For python -m pydoc file.seek to succeed, the file must be found in a search path. As the message says, Use help() to get the interactive help utility.

>>> help()

Welcome to Python 3.12's help utility!

If this is your first time using Python, you should definitely check out
the tutorial on the internet at https://docs.python.org/3.12/tutorial/.

Enter the name of any module, keyword, or topic to get help on writing
Python programs and using Python modules.  To quit this help utility and
return to the interpreter, just type "quit".

To get a list of available modules, keywords, symbols, or topics, type
"modules", "keywords", "symbols", or "topics".  Each module also comes
with a one-line summary of what it does; to list the modules whose name
or summary contain a given string such as "spam", type "modules spam".

help> file
No Python documentation found for 'file'.
Use help() to get the interactive help utility.
Use help(str) for help on the str class.

help>

In this case the file cannot be found. That is the issue. Let's try the command on a file that can be found and contains a function that exists.

help> os.lseek
Help on built-in function lseek in os:

os.lseek = lseek(fd, position, whence, /)
    Set the position of a file descriptor.  Return the new position.

      fd
        An open file descriptor, as returned by os.open().
      position
        Position, interpreted relative to 'whence'.
      whence
        The relative position to seek from.

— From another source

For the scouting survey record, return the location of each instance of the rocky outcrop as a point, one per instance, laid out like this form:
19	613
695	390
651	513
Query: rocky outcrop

Valid values are:
        - SEEK_SET: seek from the start of the file.
        - SEEK_CUR: seek from the current file position.
        - SEEK_END: seek from the end of the file.

    The return value is the number of bytes relative to the beginning of the file.

help> q

So, for python -m pydoc os.lseek the module and function that we are looking for help on must exist.

C:\Users\ctynd>python -m pydoc os.lseek
Help on built-in function lseek in os:

os.lseek = lseek(fd, position, whence, /)
    Set the position of a file descriptor.  Return the new position.

      fd
        An open file descriptor, as returned by os.open().
      position
        Position, interpreted relative to 'whence'.
      whence
        The relative position to seek from. Valid values are:
        - SEEK_SET: seek from the start of the file.
        - SEEK_CUR: seek from the current file position.
        - SEEK_END: seek from the end of the file.

    The return value is the number of bytes relative to the beginning of the file.